Merge pull request #634 from Labelbox/mno/AL-2849

msokoloff1 · web-flow · commit fe3af354c758 · 2022-09-12T10:34:08.000-04:00
[AL-2849] Add upsert_predictions_and_send_to_project method
diff --git a/labelbox/orm/model.py b/labelbox/orm/model.py
@@ -371,6 +371,7 @@ class Entity(metaclass=EntityMeta):
         LabelingFrontendOptions: Type[labelbox.LabelingFrontendOptions]
         Label: Type[labelbox.Label]
         MEAPredictionImport: Type[labelbox.MEAPredictionImport]
+        MALPredictionImport: Type[labelbox.MALPredictionImport]
         Invite: Type[labelbox.Invite]
         InviteLimit: Type[labelbox.InviteLimit]
         ProjectRole: Type[labelbox.ProjectRole]

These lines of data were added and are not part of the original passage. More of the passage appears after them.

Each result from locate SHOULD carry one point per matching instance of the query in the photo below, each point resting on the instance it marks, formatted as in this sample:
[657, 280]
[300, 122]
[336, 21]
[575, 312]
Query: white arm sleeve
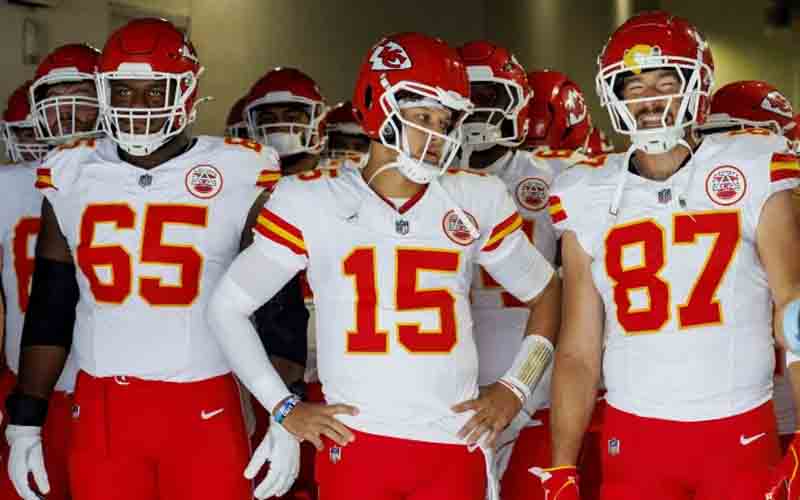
[240, 292]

diff --git a/labelbox/schema/annotation_import.py b/labelbox/schema/annotation_import.py
@@ -318,6 +318,88 @@ def _create_mea_import_from_bytes(
         return cls(client, res["createModelErrorAnalysisPredictionImport"])
 
 
+class MEAToMALPredictionImport(AnnotationImport):
+    project = Relationship.ToOne("Project", cache=True)
+
+    @property
+    def parent_id(self) -> str:
+        """
+        Identifier for this import. Used to refresh the status
+        """
+        return self.project().uid
+
+    @classmethod
+    def create_for_model_run_data_rows(cls, client: "labelbox.Client",
+                                       model_run_id: str,
+                                       data_row_ids: List[str], project_id: str,
+                                       name: str) -> "MEAToMALPredictionImport":
+        """
+        Create an MEA to MAL prediction import job from a list of data row ids of a specific model run
+
+        Args:
+            client: Labelbox Client for executing queries
+            data_row_ids: A list of data row ids
+            model_run_id: model run id
+        Returns:
+            MEAToMALPredictionImport
+        """
+        query_str = cls._get_model_run_data_rows_mutation()
+        return cls(
+            client,
+            client.execute(query_str,
+                           params={
+                               "dataRowIds": data_row_ids,
+                               "modelRunId": model_run_id,
+                               "projectId": project_id,
+                               "name": name
+                           })["createMalPredictionImportForModelRunDataRows"])
+
+    @classmethod
+    def from_name(cls,
+                  client: "labelbox.Client",
+                  project_id: str,
+                  name: str,
+                  as_json: bool = False) -> "MEAToMALPredictionImport":
+        """
+        Retrieves an MEA to MAL import job.
+
+        Args:
+            client: Labelbox Client for executing queries
+            project_id:  ID used for querying import jobs
+            name: Name of the import job.
+        Returns:
+            MALPredictionImport
+        """
+        query_str = """query getMEAToMALPredictionImportPyApi($projectId : ID!, $name: String!) {
+            meaToMalPredictionImport(
+                where: {projectId: $projectId, name: $name}){
+                    %s
+                }}""" % query.results_query_part(cls)
+        params = {
+            "projectId": project_id,
+            "name": name,
+        }
+        response = client.execute(query_str, params)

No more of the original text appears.